Михаил Харламов, а также все, кто был знаком с Карпушкой, знали, что в большинстве случаев вымыслом в его диковинных историях было далеко не всё. Чаще Карпушка только приукрашивал, сдабривал собственной неистощимой фантазией то, с чем приходилось сталкиваться ему в его скитальческой, горькой, до смешного приключенческой жизни. Кто знает, может быть, это приукрашивание было единственным щитом, которым Карпушка прикрывался от бесчисленных ударов неласковой к нему судьбы? Так это или иначе, но, чтобы пустить про себя какую-нибудь весёлую историю, он нередко не останавливался даже перед материальными лишениями. Ему нравилось, когда люди добрые, страсть как охочие до всяких историй, говорили про него:
— А вы слыхали, что опять с Карпушкой-то сотворилось?

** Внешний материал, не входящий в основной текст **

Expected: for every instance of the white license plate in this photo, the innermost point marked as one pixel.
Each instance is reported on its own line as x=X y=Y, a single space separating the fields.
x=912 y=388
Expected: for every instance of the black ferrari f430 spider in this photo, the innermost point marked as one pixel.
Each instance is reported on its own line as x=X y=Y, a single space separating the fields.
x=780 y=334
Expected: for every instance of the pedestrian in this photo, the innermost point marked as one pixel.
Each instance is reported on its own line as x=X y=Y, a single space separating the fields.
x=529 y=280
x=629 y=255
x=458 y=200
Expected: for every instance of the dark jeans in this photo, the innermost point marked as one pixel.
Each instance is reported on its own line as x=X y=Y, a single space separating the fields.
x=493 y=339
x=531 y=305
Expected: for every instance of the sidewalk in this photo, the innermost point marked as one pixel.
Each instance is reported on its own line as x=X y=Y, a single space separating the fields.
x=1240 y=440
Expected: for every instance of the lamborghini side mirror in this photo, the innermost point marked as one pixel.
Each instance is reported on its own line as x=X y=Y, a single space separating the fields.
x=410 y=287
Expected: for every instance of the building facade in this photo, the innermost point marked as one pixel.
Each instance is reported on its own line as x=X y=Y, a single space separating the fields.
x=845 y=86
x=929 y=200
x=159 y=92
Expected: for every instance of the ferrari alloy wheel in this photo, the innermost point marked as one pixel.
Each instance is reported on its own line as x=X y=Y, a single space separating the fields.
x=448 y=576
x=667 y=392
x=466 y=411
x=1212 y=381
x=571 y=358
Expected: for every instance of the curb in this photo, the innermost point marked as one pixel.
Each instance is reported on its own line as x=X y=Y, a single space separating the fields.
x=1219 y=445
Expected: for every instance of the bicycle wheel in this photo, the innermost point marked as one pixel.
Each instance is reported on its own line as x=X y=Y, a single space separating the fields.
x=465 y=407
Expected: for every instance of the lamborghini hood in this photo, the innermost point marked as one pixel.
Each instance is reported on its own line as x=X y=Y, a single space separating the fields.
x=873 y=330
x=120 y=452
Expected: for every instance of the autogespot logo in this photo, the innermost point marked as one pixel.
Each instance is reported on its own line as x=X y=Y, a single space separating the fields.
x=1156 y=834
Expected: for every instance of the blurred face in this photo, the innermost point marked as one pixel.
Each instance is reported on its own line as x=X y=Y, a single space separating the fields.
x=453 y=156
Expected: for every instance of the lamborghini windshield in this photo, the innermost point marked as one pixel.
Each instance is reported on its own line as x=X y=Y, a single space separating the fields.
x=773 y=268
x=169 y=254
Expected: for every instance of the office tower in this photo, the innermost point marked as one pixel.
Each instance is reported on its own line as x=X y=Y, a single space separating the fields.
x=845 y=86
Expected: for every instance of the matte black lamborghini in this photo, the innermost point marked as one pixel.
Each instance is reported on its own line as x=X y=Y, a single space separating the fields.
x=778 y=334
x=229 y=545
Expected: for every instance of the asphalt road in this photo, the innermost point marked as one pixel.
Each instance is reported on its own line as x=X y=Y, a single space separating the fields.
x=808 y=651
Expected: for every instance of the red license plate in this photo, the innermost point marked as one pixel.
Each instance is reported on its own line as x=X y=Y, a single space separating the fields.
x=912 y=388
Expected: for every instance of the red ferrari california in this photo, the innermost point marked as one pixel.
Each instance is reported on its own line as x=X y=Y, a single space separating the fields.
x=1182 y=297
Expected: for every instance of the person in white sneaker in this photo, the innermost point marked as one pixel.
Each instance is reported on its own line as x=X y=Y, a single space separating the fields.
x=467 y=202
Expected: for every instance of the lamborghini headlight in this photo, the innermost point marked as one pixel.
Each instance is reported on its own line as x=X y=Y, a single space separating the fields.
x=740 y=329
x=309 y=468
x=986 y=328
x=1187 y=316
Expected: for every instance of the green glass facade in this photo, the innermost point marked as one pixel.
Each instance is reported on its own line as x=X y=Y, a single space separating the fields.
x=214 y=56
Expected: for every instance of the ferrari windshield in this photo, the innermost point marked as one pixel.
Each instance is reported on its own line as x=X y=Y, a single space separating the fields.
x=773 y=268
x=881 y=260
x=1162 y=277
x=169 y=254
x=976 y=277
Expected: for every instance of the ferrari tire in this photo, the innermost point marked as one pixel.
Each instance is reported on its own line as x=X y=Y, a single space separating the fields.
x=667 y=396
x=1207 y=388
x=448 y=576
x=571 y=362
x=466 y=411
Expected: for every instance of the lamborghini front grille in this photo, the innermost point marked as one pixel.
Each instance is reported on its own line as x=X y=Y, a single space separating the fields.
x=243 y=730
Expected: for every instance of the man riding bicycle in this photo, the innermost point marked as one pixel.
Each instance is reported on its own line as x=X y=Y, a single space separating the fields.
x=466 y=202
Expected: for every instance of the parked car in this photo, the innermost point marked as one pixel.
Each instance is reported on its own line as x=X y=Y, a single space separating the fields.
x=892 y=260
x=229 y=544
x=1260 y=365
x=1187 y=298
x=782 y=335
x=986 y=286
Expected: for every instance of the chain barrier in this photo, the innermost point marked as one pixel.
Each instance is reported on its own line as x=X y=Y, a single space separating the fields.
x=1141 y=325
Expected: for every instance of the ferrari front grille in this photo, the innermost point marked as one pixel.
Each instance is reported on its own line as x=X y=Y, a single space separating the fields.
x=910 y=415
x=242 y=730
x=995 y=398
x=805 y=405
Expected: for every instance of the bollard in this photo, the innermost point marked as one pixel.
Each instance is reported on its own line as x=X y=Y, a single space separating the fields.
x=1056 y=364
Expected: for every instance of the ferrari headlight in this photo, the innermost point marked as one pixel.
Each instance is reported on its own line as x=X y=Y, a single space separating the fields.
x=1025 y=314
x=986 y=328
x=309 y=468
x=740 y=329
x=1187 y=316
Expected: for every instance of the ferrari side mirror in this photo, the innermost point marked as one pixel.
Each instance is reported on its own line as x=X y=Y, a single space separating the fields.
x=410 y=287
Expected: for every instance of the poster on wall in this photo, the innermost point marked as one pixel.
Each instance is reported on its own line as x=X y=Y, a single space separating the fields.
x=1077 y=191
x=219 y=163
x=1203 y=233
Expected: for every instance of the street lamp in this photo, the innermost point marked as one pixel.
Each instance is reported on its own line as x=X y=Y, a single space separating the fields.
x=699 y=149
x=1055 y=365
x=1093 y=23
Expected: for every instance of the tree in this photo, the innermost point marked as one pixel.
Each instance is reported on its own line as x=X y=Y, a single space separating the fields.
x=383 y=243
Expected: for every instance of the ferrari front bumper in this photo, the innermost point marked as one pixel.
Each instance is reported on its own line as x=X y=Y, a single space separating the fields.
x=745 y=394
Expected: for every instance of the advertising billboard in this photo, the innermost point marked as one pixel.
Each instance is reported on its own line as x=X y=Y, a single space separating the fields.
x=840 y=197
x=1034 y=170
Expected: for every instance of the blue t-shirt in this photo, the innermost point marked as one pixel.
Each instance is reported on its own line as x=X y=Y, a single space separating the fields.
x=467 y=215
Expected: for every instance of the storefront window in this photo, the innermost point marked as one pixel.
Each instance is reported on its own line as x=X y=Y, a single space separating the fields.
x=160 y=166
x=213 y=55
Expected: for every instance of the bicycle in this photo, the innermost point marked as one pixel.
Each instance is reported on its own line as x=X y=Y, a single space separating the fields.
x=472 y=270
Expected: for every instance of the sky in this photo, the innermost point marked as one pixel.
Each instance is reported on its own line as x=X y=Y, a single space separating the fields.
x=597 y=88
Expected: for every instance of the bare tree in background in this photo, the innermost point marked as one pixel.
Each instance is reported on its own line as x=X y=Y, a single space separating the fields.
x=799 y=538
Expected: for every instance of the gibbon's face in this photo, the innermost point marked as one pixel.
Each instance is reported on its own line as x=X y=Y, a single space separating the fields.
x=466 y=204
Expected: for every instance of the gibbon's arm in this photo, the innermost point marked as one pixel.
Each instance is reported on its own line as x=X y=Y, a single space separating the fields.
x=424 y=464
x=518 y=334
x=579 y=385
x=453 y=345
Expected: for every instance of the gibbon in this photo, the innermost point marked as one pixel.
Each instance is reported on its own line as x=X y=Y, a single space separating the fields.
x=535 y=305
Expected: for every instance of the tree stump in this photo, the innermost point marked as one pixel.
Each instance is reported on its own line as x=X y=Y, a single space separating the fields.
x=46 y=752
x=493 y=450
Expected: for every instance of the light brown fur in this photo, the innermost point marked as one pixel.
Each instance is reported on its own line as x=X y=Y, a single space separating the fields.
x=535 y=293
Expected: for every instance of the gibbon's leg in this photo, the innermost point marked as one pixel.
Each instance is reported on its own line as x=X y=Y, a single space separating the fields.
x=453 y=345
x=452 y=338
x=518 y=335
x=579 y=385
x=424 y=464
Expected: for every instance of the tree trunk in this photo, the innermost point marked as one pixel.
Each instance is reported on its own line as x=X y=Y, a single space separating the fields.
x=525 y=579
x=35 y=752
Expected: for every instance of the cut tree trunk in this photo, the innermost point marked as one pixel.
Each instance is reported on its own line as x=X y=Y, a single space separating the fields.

Как-то в один из весенних дней, когда вокруг Савкина Затона бушевало половодье, Карпушке захотелось удивить соседа, хитрого мужика Подифора Кондратьевича Короткова. Карпушка купил у затонского рыбака Гришки Аиста десять живых, только что вытащенных из вентерей щук, пустил их себе под печку, куда заходила по весне вода, а сам побежал к Подифору.
— Шабёр! — торопясь, заговорил он. — Бери скорее сак, пойдём у меня в избе щук ловить. Спокою мне от них нету: бултыхаются, проклятые, под печкой. А сама боится: водяной, говорит, там. Бежим, кум!
Кум, конечно, сразу же смекнул, в чём дело, но виду не подал. Напротив, изобразил на своём лице крайнее удивление:
— Да ну! Не может быть!
— Вот тебе крест!
— Пойдём, Карпушка, пойдём!
Выловив щук, Подифор Кондратьевич сейчас же собрался домой.
— А мне толику! — крикнул удивлённый Карпушка, видя, что сосед уносит всех щук.
— А тебе за что? — полюбопытствовал Подифор Кондратьевич. — Снасть-то моя. Купи, коли хочешь угостить свою Маланью рыбкой… Ну, бывай, Шабёр, а то мне неколи, на гумно пора ехать. Ежели ещё заплывут щуки, зови. Приду выручу!